…a la constancia, devoción a Dios… (2 Pedro 1:6)
Siempre me ha llamado la atención el gran poder que tienen las puertas de los templos, iglesias o lugares de reunión de las diversas religiones. Al cruzar por ellas, las personas experimentan un instantáneo y radical cambio de actitud, vocabulario y tema de conversación. Hasta el volumen de nuestras conversaciones se ve profundamente afectado y esto va mucho más allá de un simple respeto al rito que se esté realizando. Pero el efecto “milagroso” de la puerta se revierte al mismo momento de volver a cruzarla. Las personas vuelven a la “normalidad” de forma automática y sus vidas continúan tal cual eran antes de atravesarla por primera vez. El acto o rito religioso ha terminado y con ello la conexión con su divinidad, por lo que parece no haber mucha razón para continuar con esa actitud reverente. Con ello reflejamos que claramente esos ritos religiosos que realizamos tienen muy poco que ver con nuestra vida diaria. Esta es “la maldición de la puerta”, que incluso no hemos podido romper en muchas de nuestras iglesias cristianas.
Es aquí donde el correcto entendimiento de esta devoción a Dios o piedad, que Pedro nos llama a buscar, es trascendental. La palabra original es “eusebia” y guarda relación con esa actitud de reverencia y correcta forma de practicar un rito o religión.
Pero en la vida cristiana esta piedad o devoción a Dios es mucho más profunda y transversal que simplemente la actitud frente a los ritos o costumbres que deben practicarse de forma individual o colectiva.

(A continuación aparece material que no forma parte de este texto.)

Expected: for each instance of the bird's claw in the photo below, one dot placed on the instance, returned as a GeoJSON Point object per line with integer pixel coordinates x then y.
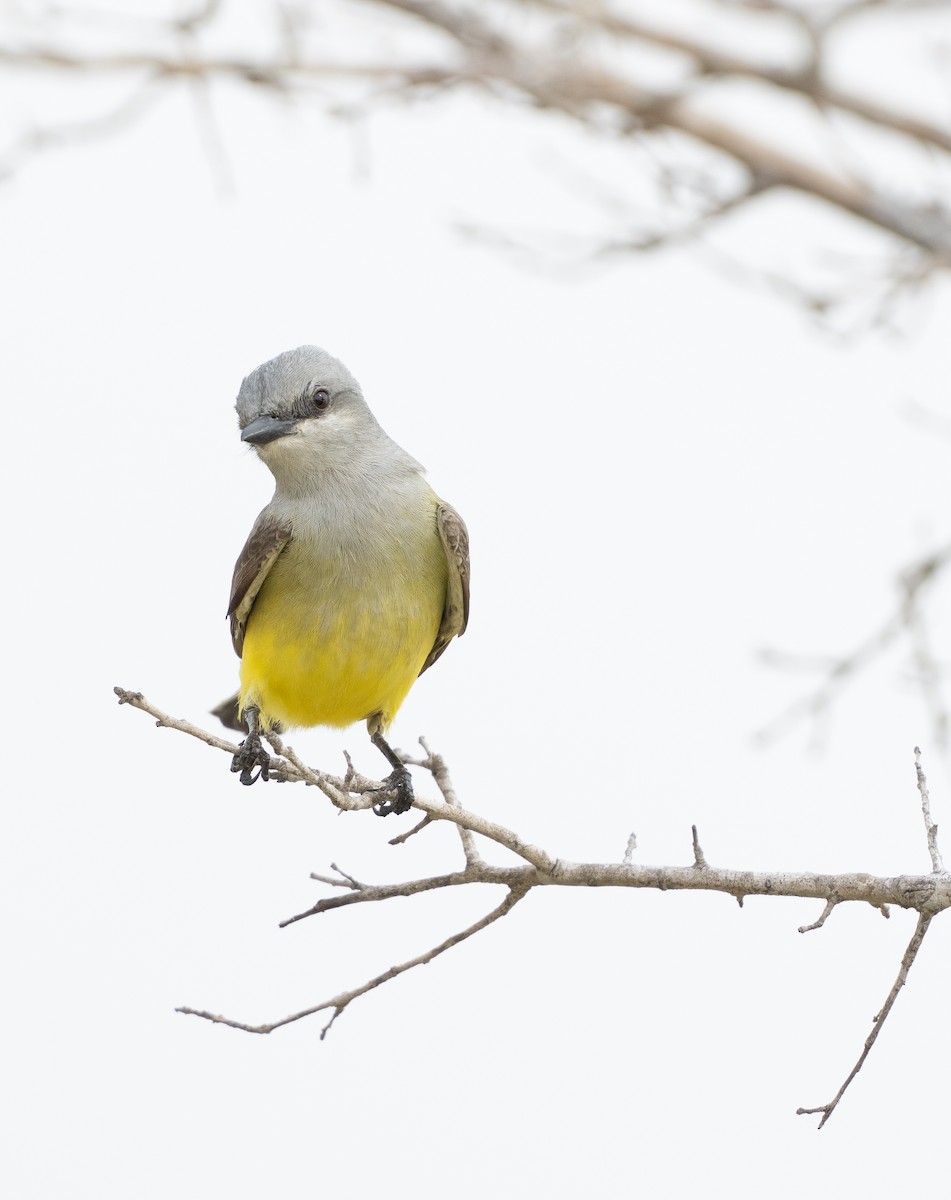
{"type": "Point", "coordinates": [400, 786]}
{"type": "Point", "coordinates": [251, 754]}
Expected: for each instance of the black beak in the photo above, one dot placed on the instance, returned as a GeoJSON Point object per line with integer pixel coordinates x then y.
{"type": "Point", "coordinates": [267, 429]}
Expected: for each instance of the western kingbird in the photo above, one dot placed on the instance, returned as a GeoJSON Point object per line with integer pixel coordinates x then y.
{"type": "Point", "coordinates": [353, 580]}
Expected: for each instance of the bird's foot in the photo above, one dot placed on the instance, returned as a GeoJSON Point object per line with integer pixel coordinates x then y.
{"type": "Point", "coordinates": [251, 754]}
{"type": "Point", "coordinates": [400, 786]}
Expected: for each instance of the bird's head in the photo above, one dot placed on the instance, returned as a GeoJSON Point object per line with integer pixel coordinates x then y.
{"type": "Point", "coordinates": [301, 411]}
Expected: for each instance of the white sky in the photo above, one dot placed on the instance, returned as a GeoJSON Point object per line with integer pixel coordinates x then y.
{"type": "Point", "coordinates": [662, 472]}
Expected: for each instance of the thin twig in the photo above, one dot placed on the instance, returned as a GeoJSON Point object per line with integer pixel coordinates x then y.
{"type": "Point", "coordinates": [931, 828]}
{"type": "Point", "coordinates": [340, 1002]}
{"type": "Point", "coordinates": [818, 924]}
{"type": "Point", "coordinates": [914, 946]}
{"type": "Point", "coordinates": [700, 863]}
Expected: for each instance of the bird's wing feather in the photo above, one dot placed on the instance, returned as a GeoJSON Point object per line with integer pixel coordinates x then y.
{"type": "Point", "coordinates": [454, 537]}
{"type": "Point", "coordinates": [265, 541]}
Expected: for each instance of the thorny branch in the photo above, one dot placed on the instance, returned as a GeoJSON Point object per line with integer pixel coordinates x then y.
{"type": "Point", "coordinates": [927, 894]}
{"type": "Point", "coordinates": [568, 58]}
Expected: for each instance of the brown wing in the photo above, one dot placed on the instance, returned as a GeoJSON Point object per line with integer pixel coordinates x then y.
{"type": "Point", "coordinates": [265, 541]}
{"type": "Point", "coordinates": [454, 537]}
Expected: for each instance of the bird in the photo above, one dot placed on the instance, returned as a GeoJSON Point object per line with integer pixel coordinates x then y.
{"type": "Point", "coordinates": [354, 577]}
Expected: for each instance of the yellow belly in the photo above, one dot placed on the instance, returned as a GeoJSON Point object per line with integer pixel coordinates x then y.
{"type": "Point", "coordinates": [330, 643]}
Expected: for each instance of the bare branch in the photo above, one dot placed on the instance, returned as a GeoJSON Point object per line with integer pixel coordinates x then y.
{"type": "Point", "coordinates": [914, 946]}
{"type": "Point", "coordinates": [927, 894]}
{"type": "Point", "coordinates": [338, 1003]}
{"type": "Point", "coordinates": [907, 619]}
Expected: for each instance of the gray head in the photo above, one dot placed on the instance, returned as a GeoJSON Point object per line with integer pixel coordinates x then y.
{"type": "Point", "coordinates": [304, 409]}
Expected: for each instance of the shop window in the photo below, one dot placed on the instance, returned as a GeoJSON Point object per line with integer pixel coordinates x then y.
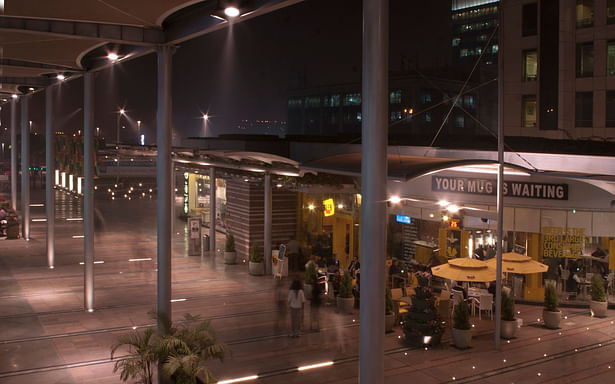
{"type": "Point", "coordinates": [352, 99]}
{"type": "Point", "coordinates": [610, 11]}
{"type": "Point", "coordinates": [610, 58]}
{"type": "Point", "coordinates": [530, 65]}
{"type": "Point", "coordinates": [585, 13]}
{"type": "Point", "coordinates": [610, 108]}
{"type": "Point", "coordinates": [585, 60]}
{"type": "Point", "coordinates": [584, 109]}
{"type": "Point", "coordinates": [528, 111]}
{"type": "Point", "coordinates": [530, 19]}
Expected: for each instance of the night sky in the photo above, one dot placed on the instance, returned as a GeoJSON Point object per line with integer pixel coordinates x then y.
{"type": "Point", "coordinates": [248, 70]}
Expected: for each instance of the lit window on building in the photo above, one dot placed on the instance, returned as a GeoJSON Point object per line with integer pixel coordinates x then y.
{"type": "Point", "coordinates": [530, 65]}
{"type": "Point", "coordinates": [610, 108]}
{"type": "Point", "coordinates": [610, 58]}
{"type": "Point", "coordinates": [528, 111]}
{"type": "Point", "coordinates": [585, 13]}
{"type": "Point", "coordinates": [352, 99]}
{"type": "Point", "coordinates": [585, 59]}
{"type": "Point", "coordinates": [584, 109]}
{"type": "Point", "coordinates": [395, 97]}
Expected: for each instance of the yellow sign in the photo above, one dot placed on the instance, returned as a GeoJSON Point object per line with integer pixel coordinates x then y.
{"type": "Point", "coordinates": [329, 207]}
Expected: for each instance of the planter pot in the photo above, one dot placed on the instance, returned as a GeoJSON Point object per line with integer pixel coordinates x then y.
{"type": "Point", "coordinates": [598, 308]}
{"type": "Point", "coordinates": [508, 329]}
{"type": "Point", "coordinates": [345, 304]}
{"type": "Point", "coordinates": [389, 322]}
{"type": "Point", "coordinates": [551, 319]}
{"type": "Point", "coordinates": [307, 291]}
{"type": "Point", "coordinates": [462, 338]}
{"type": "Point", "coordinates": [256, 269]}
{"type": "Point", "coordinates": [230, 257]}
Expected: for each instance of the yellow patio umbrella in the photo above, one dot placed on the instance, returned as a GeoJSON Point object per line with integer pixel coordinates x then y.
{"type": "Point", "coordinates": [465, 269]}
{"type": "Point", "coordinates": [513, 262]}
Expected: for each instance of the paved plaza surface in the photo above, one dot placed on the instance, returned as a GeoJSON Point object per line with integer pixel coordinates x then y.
{"type": "Point", "coordinates": [47, 337]}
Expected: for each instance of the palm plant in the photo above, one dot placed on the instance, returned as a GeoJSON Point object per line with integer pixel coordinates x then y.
{"type": "Point", "coordinates": [182, 349]}
{"type": "Point", "coordinates": [142, 357]}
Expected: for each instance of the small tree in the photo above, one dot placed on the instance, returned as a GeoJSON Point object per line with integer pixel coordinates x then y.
{"type": "Point", "coordinates": [230, 243]}
{"type": "Point", "coordinates": [508, 307]}
{"type": "Point", "coordinates": [310, 274]}
{"type": "Point", "coordinates": [388, 302]}
{"type": "Point", "coordinates": [346, 286]}
{"type": "Point", "coordinates": [597, 289]}
{"type": "Point", "coordinates": [551, 302]}
{"type": "Point", "coordinates": [461, 318]}
{"type": "Point", "coordinates": [255, 254]}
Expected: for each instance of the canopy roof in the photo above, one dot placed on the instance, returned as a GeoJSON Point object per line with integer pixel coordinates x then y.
{"type": "Point", "coordinates": [40, 38]}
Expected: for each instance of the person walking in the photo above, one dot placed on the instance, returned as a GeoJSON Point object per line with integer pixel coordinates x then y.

Para el cristiano esto tiene que ver con algo muy práctico e influyente en cada área de su vida. Tiene que ver, por ejemplo, con que las palabras ofensivas que muchas veces utilizamos para referirnos a personas o cosas no solo son limitadas por el poder de la puerta de la iglesia, sino que son limitadas profundamente en nuestros corazones, en cada momento de nuestra vida, como consecuencia de poner a Dios en el lugar correcto de influencia y autoridad.
Si solo mantenemos una actitud reverente en algunos momentos, o bien creemos tener una actitud reverente pero que no se transforma en obediencia “fuera de los límites de la iglesia”, entonces claramente eso no es una verdadera “devoción a Dios”.
Recuerdo una persona que asistió por primera vez a la iglesia y luego en la semana al preguntarle qué le había parecido el servicio dominical me contó una situación que tristemente se repite más de lo que quisiéramos. En el servicio o culto dominical vio una pareja que tenía una profunda actitud de reverencia a Dios. No tardó en asumir que dicha pareja tenía un cierto rol de liderazgo en la iglesia, lo que confirmó cuando incluso el pastor les pidió que oraran por la gente al final del servicio. Luego, al salir de ahí, esta pareja nueva pasó a echar bencina a su automóvil, donde se encontraron con esta misma pareja, pero con una actitud completamente diferente a la que habían visto mientras duraba el servicio al que habían sido invitados. Estaban discutiendo a gritos y con palabras muy ofensivas con su hijo mayor. Si bien entendemos que todos luchamos con nuestro pecado y no queremos juzgar a nadie, vale la pena preguntarnos al menos por qué no surgen esas actitudes con la misma facilidad dentro de los límites de la iglesia y vuelven a aparecer con tanta facilidad al salir de ella.
No debemos olvidar algo fundamental, y es que la verdadera devoción a Dios no se ve dentro de las puertas de la iglesia, sino sobre todo fuera de ella.
Como dijimos en nuestro cuarto devocional, Jesús nos ha dado todas las cosas necesarias para vivir como Dios manda. Ha roto la influencia del pecado sobre nuestras vidas, ha pagado el precio de nuestra desobediencia y ha enviado el Espíritu Santo para que viva en nosotros y nos transforme a su imagen día a día. Además, en él tenemos el ejemplo sublime de devoción a Dios. En él podemos ver a Dios y cómo adorarlo de forma correcta mostrándonos que la verdadera devoción a Dios está lejos de ejecutarse entre las paredes de los templos y bajo los límites de los ritos, sino que trasciende a cada área y momento de la vida. Es gracias a todas estas cosas maravillosas que Jesús ha logrado que tenemos la responsabilidad de esforzarnos para seguir su ejemplo.
Luchemos, con la ayuda del Espíritu Santo, para que esa actitud reverente hacia Dios se expanda a cada momento y lugar de nuestras vidas, para que así podamos romper, de una vez por todas, “la maldición de la puerta”.